Words related to *pet-
raptorial bird, 1708, from Latin accipiter, a generic name for birds of prey, especially the common hawk. According to de Vaan, "generally assumed" to be from a Proto-Italic *aku-petri- "having pointed (that is, 'swift') wings" (see acro- + ptero-) and compares Greek okypteros "with swift wings," Sanskrit asu-patvan- "flying swiftly," "all of which are used as epithets to birds of prey." Under this theory the initial acc- is by influence of the verb accipere "to take" (whence also Latin acceptor "falcon;" see accept). Or the sense could be literal, "with pointed wings." The proper plural would be accipitres. Related: Accipitral; accipitrine (1809).
"strong desire, act of seeking or craving that which satisfies the senses," c. 1600, from French appétence "desire," from Latin appetentia "longing after something," abstract noun from appetentem (nominative appetens), present participle of appetere, from ad "to" (see ad-) + petere "to seek, request" (from PIE root *pet- "to rush, to fly"). Related: Appetency.
c. 1300, "craving for food," from Anglo-French appetit, Old French apetit "appetite, desire, eagerness" (13c., Modern French appétit), from Latin appetitus "appetite, longing," literally "desire toward," from appetitus, past participle of appetere "to long for, desire; strive for, grasp at," from ad "to" (see ad-) + petere "go to, seek out," from PIE root *pet- "to rush, to fly."
Formerly with of or to, now with for.
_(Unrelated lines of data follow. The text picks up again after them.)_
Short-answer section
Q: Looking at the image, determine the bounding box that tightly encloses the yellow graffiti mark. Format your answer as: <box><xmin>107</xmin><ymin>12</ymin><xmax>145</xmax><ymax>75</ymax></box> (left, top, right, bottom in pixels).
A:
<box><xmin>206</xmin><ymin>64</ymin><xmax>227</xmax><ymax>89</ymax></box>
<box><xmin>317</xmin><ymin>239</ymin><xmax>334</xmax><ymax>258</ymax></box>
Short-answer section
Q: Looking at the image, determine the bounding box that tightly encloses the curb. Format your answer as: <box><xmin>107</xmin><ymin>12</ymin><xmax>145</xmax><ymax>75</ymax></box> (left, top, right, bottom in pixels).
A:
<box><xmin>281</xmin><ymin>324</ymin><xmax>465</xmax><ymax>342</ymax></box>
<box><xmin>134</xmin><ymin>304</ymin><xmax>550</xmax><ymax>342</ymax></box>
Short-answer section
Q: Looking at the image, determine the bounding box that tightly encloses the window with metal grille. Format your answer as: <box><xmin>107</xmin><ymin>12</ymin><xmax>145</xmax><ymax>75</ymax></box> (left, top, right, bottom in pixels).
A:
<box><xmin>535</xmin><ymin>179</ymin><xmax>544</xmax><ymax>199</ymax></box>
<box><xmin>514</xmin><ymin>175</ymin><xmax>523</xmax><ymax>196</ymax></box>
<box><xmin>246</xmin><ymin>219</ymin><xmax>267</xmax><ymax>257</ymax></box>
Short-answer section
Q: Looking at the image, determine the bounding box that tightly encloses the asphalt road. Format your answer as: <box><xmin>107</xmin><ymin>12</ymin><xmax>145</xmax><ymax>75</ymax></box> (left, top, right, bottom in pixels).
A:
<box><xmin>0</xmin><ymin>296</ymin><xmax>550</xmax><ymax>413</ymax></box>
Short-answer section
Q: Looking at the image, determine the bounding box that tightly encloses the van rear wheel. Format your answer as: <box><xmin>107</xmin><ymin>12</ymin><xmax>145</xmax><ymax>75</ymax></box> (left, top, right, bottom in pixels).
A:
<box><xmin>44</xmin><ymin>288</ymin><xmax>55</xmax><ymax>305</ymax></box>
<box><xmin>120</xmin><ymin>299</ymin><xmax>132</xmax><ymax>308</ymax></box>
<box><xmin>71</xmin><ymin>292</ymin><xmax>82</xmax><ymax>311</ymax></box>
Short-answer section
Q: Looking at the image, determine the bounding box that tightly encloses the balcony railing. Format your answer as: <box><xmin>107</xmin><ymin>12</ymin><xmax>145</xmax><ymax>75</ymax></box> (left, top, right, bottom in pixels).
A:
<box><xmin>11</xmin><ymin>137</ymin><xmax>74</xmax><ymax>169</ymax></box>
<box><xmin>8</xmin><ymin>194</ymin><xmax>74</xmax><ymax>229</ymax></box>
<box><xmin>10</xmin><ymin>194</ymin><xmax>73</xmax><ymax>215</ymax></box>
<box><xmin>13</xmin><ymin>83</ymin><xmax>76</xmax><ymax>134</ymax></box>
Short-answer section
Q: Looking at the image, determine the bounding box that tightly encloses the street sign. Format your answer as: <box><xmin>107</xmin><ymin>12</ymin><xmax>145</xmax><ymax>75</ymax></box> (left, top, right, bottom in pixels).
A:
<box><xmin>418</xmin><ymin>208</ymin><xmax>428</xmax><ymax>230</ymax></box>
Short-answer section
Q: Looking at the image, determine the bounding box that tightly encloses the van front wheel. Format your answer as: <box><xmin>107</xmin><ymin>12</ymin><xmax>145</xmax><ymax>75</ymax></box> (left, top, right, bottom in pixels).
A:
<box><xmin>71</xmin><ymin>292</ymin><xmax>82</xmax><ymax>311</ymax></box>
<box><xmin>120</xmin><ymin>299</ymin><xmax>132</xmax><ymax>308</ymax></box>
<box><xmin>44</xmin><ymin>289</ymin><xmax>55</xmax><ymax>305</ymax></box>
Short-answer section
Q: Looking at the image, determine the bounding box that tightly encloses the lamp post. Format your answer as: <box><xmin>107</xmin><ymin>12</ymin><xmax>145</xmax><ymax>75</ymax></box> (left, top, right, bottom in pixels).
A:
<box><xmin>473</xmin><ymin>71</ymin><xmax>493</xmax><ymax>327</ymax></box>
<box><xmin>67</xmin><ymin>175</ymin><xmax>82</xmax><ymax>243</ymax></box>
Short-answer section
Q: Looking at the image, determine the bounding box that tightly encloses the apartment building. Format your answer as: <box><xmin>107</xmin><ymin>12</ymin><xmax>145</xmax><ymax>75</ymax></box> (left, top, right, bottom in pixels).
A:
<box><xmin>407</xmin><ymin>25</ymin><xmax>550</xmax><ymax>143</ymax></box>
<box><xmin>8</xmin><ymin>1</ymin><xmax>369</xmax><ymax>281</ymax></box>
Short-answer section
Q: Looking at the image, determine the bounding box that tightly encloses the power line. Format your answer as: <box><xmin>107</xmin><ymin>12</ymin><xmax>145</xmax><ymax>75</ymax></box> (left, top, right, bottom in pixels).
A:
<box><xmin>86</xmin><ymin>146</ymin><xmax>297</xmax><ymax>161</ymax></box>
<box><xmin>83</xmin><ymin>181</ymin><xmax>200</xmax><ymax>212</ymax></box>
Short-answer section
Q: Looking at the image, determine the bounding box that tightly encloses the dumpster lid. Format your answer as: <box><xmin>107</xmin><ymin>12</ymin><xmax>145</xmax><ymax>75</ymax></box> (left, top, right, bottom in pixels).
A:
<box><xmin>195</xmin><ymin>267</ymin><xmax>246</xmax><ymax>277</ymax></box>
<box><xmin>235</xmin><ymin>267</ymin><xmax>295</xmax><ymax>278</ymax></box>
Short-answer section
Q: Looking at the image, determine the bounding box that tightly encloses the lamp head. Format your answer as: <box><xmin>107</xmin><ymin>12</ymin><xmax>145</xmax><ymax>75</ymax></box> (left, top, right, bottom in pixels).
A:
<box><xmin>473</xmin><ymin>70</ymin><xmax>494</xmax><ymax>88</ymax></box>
Of other desires or cravings, from late 14c. As an adjective, "characterized by appetite," OED and Century Dictionary list appetitious (1650s) and appetitual (1610s) as obsolete, but appetitive (1570s) continues.
Jurassic fossil animal long considered the oldest known bird (in 21c. new candidates emerged), 1871, from German (1861), coined in Modern Latin by German paleontologist Christian Erich Hermann von Meyer, from archaeo- "ancient, primitive" + Greek pteryx "wing" (from PIE root *pet- "to rush, to fly"). Discovered (first as a single feather) by Andreas Wagner in 1860 or '61 in Bavaria.
"straight line continually approaching but never meeting a curve," 1650s, from Greek asymptotos "not falling together," from a- "not" (see a- (3)) + assimilated form of syn "with" (see syn-) + ptotos "fallen," verbal adjective from piptein "to fall," from PIE root *pet- "to rush; to fly." Related: Asymptosy.
"tending or moving toward a center," 1709, from Modern Latin, coined 1687 by Sir Isaac Newton (who wrote in Latin), from Latin centri-, alternative combining form of centrum "center" (see center (n.)) + petere "to make for, go to; seek, strive after" (from PIE root *pet- "to rush, to fly"). Centripetal force is Newton's vim ... centripetam.
insect order having the wings sheathed by hardened shells, 1763, from Modern Latin, from Greek koleopteros, literally "sheath-wing," used by Aristotle to describe beetles, from koleos "sheath" (from PIE root *kel- (1) "to cover, conceal, save") + pteron "wing" (from PIE root *pet- "to rush, to fly"). Related: Coleopterous; coleopteran; coleopteral.
1610s, " to enter or be put in rivalry with," from French compéter "be in rivalry with" (14c.), or directly from Late Latin competere "strive in common, strive after something in company with or together," in classical Latin "to meet or come together; agree or coincide; to be qualified," from com "with, together" (see com-) + petere "to strive, seek, fall upon, rush at, attack" (from PIE root *pet- "to rush, to fly").
According to OED, rare 17c., revived from late 18c. in sense "to strive (alongside another) for the attainment of something" and regarded early 19c. in Britain as a Scottish or American word. Market sense is from 1840s (perhaps a back-formation from competition); athletics sense attested by 1857. Intransitive use is by 1974. Related: Competed; competing.